Après deux voyages au Japon et passionné par la culture avant-gardiste nippone, j’ai décidé de me lancer dans cette aventure éditoriale avec comme dessein d’introduire auprès du public francophone des pans méconnus de la culture japonaise. Il y a derrière le nom même, inspiré par le roman d’Edogawa Ranpo, la pièce de Mishima et le film de Fukasaku, un goût évident pour le romantisme noir et décadent. Avec le temps, Le Lézard Noir s’est un peu assagi en développant un label jeunesse Le Petit Lézard et en éditant des livres plus classiques et grand public comme Anjin San de George Akiyama qui vient de paraître.

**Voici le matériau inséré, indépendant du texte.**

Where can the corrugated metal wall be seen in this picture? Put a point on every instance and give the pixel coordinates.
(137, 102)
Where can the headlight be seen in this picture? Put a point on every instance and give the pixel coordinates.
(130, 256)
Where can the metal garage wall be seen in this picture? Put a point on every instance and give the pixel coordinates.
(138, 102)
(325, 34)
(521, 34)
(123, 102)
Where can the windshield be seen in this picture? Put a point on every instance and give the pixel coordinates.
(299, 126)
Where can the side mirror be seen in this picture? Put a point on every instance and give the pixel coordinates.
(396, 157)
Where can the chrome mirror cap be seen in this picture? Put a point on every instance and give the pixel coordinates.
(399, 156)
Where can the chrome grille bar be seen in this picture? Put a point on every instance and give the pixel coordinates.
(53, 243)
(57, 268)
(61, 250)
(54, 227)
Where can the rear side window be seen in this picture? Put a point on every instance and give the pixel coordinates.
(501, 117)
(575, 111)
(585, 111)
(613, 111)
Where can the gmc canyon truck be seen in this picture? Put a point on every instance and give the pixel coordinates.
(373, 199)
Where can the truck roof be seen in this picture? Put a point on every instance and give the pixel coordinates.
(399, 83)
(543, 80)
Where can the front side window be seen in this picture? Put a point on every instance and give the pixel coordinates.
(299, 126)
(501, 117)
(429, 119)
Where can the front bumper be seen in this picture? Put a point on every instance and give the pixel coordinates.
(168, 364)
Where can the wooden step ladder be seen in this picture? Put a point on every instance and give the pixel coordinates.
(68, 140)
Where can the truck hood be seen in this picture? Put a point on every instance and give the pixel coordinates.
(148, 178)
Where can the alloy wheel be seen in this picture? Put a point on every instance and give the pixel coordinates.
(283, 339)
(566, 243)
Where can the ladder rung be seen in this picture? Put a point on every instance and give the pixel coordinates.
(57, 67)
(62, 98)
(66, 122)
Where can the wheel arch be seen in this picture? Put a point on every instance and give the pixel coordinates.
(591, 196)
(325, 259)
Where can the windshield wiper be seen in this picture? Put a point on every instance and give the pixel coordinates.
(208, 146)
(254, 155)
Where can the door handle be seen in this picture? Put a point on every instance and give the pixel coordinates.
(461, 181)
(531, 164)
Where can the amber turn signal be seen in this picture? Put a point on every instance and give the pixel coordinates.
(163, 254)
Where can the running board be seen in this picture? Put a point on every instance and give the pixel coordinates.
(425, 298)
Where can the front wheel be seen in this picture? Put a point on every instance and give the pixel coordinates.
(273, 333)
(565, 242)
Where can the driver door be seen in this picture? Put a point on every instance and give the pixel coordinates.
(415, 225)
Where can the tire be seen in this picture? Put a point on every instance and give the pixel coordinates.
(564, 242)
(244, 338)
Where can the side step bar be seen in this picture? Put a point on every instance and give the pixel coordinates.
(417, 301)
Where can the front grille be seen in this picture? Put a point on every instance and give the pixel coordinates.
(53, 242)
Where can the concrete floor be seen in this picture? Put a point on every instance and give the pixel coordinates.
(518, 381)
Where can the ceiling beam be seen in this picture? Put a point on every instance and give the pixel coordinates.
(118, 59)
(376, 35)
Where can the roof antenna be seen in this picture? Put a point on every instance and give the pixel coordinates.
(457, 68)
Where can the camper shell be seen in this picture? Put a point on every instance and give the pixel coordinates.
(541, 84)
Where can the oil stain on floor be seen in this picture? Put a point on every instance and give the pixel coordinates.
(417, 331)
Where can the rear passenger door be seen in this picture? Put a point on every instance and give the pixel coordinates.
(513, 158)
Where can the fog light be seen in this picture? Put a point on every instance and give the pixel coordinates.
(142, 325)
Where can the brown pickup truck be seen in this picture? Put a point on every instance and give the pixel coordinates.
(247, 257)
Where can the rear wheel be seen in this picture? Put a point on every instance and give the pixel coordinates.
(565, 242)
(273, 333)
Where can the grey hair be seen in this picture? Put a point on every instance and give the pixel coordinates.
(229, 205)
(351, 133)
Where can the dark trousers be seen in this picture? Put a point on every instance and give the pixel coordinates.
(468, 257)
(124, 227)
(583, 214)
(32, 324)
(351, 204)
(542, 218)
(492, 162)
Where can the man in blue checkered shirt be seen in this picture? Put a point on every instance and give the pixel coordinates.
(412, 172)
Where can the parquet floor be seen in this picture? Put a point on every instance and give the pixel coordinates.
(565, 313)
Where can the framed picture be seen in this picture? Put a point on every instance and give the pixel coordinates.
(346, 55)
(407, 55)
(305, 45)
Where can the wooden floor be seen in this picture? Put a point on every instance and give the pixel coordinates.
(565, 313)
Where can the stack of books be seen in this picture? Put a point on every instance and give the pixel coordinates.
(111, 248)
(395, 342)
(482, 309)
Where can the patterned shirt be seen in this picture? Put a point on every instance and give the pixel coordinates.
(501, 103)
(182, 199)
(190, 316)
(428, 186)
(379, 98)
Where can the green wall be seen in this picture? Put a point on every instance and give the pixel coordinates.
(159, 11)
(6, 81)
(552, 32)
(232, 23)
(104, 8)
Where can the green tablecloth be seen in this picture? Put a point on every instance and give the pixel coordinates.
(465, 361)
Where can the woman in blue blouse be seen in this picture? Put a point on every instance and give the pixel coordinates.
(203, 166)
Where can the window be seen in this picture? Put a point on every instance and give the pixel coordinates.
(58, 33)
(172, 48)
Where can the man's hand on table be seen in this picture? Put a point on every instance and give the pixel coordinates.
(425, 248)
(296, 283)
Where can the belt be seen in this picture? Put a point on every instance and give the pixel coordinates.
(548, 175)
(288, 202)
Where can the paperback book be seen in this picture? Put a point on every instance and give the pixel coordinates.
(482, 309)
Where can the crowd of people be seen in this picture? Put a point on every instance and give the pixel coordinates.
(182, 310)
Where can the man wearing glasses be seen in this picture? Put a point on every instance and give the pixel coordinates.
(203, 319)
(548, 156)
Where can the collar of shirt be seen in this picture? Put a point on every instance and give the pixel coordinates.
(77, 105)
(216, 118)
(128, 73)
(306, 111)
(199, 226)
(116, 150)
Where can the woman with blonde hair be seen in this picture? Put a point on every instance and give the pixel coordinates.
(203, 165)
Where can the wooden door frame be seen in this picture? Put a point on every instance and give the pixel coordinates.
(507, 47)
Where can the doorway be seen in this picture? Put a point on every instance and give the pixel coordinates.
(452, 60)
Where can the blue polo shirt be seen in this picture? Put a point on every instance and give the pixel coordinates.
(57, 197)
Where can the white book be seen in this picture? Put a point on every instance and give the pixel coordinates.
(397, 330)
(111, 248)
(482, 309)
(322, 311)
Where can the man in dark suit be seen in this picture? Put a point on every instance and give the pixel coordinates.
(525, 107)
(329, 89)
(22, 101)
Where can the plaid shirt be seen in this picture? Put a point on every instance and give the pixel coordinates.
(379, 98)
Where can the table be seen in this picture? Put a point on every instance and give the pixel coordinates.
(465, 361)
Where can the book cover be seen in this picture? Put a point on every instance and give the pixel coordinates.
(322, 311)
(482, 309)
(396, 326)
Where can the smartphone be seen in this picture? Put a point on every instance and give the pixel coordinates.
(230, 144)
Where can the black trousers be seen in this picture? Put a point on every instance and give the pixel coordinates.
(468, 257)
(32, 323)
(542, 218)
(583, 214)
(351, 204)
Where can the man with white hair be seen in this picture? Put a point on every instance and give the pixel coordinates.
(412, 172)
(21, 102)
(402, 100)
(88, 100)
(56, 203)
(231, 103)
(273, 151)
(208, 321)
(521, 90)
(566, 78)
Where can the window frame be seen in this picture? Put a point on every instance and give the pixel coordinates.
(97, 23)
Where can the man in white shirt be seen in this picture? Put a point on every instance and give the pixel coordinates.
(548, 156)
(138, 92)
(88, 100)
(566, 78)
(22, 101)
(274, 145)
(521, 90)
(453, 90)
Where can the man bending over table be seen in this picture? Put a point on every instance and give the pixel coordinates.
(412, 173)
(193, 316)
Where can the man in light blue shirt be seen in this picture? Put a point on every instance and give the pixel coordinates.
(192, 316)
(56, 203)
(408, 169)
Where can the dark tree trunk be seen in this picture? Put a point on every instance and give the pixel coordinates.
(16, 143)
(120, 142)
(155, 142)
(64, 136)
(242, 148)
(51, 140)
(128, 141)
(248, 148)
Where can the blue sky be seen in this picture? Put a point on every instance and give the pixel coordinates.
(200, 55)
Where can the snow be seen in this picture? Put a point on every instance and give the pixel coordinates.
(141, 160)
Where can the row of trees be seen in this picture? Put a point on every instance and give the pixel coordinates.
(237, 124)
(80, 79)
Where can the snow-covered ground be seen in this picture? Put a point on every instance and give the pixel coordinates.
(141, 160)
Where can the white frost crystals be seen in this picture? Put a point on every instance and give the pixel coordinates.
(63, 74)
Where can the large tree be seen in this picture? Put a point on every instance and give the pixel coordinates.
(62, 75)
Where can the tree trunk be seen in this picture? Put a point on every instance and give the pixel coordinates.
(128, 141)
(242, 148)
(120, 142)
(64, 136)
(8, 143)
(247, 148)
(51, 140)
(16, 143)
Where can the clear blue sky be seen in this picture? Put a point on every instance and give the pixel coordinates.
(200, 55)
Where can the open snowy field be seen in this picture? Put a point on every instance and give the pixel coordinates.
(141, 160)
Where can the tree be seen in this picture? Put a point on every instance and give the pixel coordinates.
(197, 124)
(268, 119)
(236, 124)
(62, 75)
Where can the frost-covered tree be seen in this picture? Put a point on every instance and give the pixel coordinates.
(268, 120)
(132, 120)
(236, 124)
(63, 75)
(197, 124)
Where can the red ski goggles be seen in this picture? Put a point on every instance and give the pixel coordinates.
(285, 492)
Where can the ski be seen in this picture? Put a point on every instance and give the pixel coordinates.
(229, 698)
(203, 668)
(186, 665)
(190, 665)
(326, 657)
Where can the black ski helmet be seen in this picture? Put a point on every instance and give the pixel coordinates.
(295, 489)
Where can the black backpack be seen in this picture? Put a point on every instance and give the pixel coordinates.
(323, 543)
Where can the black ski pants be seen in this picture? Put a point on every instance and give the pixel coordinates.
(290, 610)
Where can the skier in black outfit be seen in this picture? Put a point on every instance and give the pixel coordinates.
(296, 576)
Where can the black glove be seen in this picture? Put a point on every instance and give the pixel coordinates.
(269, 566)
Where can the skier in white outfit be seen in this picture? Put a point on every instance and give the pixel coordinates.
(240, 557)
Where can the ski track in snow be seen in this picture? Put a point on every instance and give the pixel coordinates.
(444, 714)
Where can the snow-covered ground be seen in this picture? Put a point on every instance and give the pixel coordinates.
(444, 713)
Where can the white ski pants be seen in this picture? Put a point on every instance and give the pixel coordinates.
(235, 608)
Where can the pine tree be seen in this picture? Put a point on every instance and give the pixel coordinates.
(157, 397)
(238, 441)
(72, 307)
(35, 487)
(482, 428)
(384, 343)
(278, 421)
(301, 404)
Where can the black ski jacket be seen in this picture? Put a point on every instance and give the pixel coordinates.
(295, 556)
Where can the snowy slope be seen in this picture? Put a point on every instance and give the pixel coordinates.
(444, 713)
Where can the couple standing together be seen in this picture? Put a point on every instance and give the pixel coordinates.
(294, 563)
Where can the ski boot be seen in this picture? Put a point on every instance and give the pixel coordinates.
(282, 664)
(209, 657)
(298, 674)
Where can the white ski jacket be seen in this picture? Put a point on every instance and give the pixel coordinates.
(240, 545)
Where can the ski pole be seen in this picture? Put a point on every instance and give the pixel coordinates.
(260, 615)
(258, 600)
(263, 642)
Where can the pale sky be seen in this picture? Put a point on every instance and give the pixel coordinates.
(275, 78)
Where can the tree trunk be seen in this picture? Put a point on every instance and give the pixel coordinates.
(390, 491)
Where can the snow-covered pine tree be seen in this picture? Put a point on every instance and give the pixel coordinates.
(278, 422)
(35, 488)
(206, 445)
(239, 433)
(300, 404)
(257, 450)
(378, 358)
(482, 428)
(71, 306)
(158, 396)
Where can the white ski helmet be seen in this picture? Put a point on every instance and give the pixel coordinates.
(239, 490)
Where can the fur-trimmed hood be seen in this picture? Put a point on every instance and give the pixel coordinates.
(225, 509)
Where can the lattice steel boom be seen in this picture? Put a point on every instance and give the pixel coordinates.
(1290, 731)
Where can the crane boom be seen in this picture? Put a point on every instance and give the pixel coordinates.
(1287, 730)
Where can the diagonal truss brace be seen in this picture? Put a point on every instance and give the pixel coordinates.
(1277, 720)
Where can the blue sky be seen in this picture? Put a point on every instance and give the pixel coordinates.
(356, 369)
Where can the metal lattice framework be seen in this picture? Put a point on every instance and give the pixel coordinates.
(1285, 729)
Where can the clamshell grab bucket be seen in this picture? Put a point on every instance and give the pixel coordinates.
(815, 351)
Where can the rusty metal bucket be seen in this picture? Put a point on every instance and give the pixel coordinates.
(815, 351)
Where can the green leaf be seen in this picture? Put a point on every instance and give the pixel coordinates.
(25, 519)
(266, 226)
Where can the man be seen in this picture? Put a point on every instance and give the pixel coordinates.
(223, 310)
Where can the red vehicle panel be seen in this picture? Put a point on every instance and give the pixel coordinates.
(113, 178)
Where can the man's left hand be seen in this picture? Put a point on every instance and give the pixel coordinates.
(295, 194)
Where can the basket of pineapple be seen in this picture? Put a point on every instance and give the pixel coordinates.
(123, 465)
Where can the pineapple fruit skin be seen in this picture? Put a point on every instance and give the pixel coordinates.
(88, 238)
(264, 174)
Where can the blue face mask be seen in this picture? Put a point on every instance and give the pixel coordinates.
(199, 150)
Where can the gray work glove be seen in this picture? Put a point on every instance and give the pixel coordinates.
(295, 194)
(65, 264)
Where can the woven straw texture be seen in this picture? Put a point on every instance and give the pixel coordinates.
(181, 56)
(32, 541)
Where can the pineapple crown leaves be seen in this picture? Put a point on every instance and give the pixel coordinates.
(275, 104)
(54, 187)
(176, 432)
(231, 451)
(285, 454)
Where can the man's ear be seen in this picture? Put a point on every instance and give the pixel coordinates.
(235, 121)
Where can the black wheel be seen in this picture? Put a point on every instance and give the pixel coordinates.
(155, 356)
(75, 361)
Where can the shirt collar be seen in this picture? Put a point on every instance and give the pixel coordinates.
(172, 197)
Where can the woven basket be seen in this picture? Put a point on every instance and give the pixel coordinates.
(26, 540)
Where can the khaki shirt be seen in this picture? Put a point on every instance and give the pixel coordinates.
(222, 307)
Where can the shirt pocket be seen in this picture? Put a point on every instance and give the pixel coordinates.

Quelle est votre politique éditoriale ? Comment choisissez-vous vos livres ?
J’essaie d’éditer des livres qui me correspondent, que j’aimerais lire et qui à mon sens comblent un vide dans le paysage éditorial français. Cela part d’un coup de cœur pour le dessin et la ligne graphique d’un artiste, ainsi que selon ce que les images m’évoquent. Il faut que cela attise mon imaginaire puisque je ne lis ni ne parle le japonais. Je demande ensuite avis à ma traductrice Miyako et à mon épouse, Japonaise, avant de m’engager plus avant.
Qu’est-ce qui vous motive dans l’édition ?
C’est un enrichissement humain qui permet de belles rencontres, de voyager, d’être au centre de l’information. C’est également un challenge de réussir à faire vivre une structure éditoriale en temps de crise de l’édition. Et puis il y a une certaine fierté à voir nos livres chroniqués ou sélectionnés régulièrement à Angoulême ou ailleurs.
Prenons l’exemple du livre de Sophie Cavaliero, c’était un pari risqué, qu’est-ce qui vous a motivé pour le faire ?
Déjà la motivation de Sophie qui est venu me présenter le projet à Poitiers sur recommandation de l’artiste Akino Kondoh dont j’avais édité deux livres. Nous avons longuement discuté du concept, du public visé. Il était important pour moi de toucher le plus large public et non pas uniquement les collectionneurs et les convaincus. Sophie maitrisait bien son sujet et je lui ai fait confiance en ce qui concerne le contenu. Nous avions déjà des artistes fétiches en commun et ses choix m’ont permis d’en découvrir de nombreux autres. L’ambition a été d’en faire un véritable livre d’art bilingue français-anglais afin qu’il devienne un ouvrage de référence, et pas seulement en France.
Quelques mots sur le catalogue de l’exposition Mangapolis …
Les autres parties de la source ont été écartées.